Bij koninklijk besluit van 9 oktober 1996, houdende aanwijzing van instellingen als bedoeld in de artikelen 22, vierde lid, en 33, vierde lid, van de Kernenergiewet (Stb. 528), zijn de Stichting Energieonderzoek Centrum Nederland (ECN) te Petten en de Centrale Organisatie voor Radioactief Afval N.V. (COVRA) te Borsele aangewezen als instellingen als bedoeld in artikel 22, vierde lid, van de Kernenergiewet en zijn ECN, COVRA en het Rijksinstituut voor Volksgezondheid en Milieuhygiëne (RIVM) te Bilthoven aangewezen als instellingen als bedoeld in artikel 33, vierde lid, van de Kernenergiewet.

In 1998 zijn de meeste nucleaire activiteiten van ECN samengevoegd met de nucleaire activiteiten van KEMA te Arnhem en ondergebracht in de Nuclear Research and consultancy Group (NRG) te Petten, een vennootschap onder firma. De deskundigheid en de faciliteiten zijn hiermee overgegaan naar NRG.

In verband met de overgang van nucleaire activiteiten van ECN naar NRG, wordt NRG in plaats van ECN aangewezen als instelling als bedoeld in artikel 22, vierde lid, en artikel 33, vierde lid, van de Kernenergiewet.

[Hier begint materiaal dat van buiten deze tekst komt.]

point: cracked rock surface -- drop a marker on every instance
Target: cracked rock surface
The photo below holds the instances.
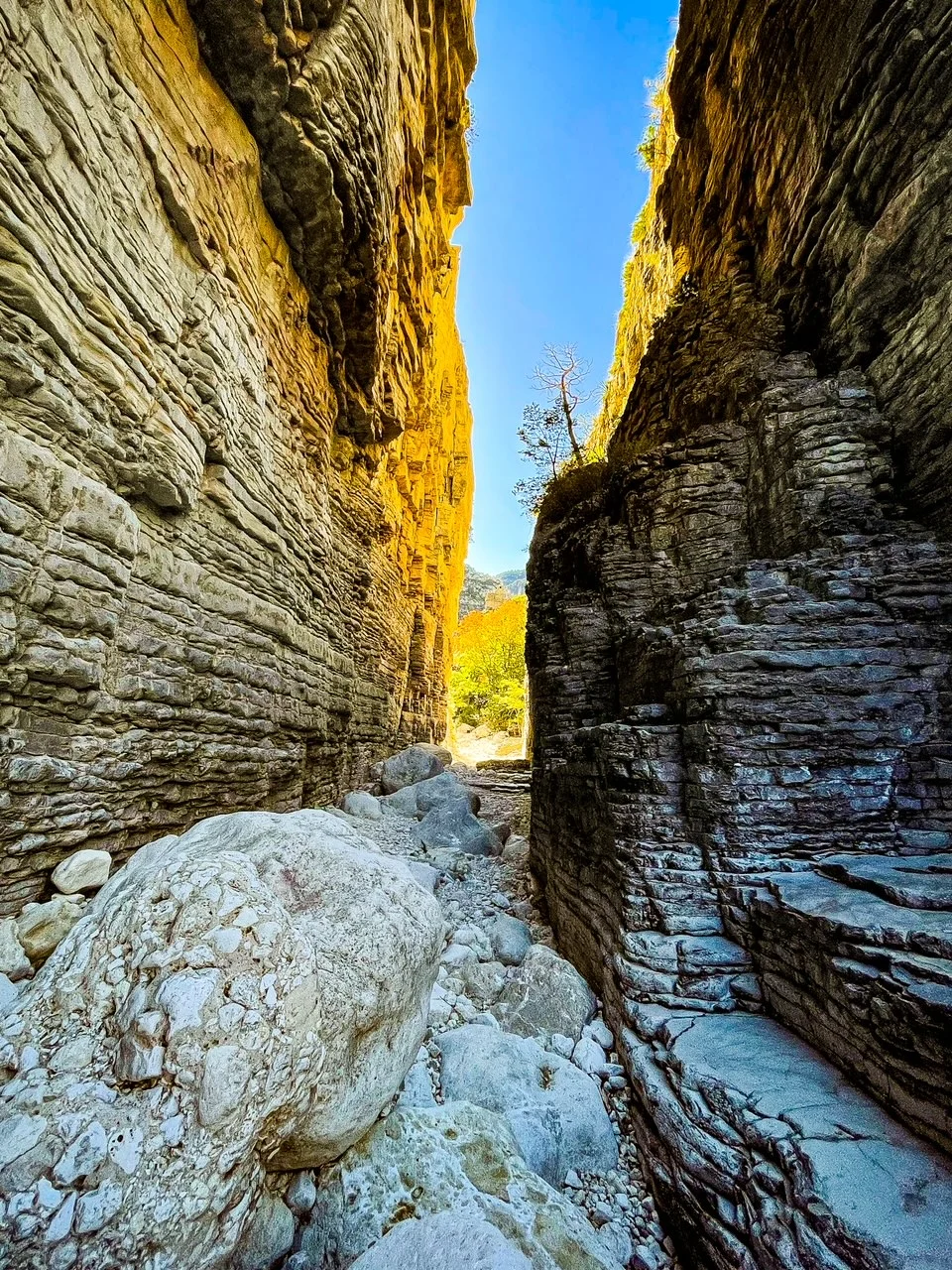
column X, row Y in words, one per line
column 244, row 998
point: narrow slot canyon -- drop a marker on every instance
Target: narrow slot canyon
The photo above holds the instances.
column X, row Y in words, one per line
column 365, row 903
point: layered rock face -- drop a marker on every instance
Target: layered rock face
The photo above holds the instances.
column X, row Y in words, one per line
column 235, row 479
column 740, row 636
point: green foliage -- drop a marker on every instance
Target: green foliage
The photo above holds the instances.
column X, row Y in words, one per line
column 488, row 684
column 649, row 148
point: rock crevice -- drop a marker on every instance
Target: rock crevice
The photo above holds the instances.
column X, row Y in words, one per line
column 740, row 643
column 211, row 594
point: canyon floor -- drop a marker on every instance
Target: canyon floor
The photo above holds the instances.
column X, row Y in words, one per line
column 475, row 893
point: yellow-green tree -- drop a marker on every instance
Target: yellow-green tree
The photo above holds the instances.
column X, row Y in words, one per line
column 489, row 668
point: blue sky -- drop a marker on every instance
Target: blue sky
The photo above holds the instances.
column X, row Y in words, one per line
column 560, row 107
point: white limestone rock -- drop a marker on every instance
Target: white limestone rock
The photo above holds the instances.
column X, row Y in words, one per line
column 443, row 1239
column 458, row 1160
column 241, row 1000
column 509, row 939
column 14, row 961
column 553, row 1110
column 413, row 765
column 546, row 996
column 81, row 871
column 42, row 928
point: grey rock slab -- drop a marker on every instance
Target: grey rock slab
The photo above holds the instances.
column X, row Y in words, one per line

Tegen dit besluit kan een belanghebbende binnen 6 weken na de datum van uitgifte van het Staatsblad waarin dit gepubliceerd is op grond van artikel 7:1 van de Algemene wet bestuursrecht een gemotiveerd bezwaarschrift indienen bij de Minister van Volkshuisvesting, Ruimtelijke Ordening en Milieubeheer, postbus 30945, 2500 GX Den Haag. Het bezwaarschrift moet van een datum, naam en adres zijn voorzien.

De Minister van Volkshuisvesting, Ruimtelijke Ordening en Milieubeheer is gemachtigd namens de Kroon te beslissen op ingediende bezwaren ten aanzien van dit besluit. Tevens is deze minister gemachtigd ten aanzien van eventuele beroepschriften als verweerder op te treden namens de Kroon.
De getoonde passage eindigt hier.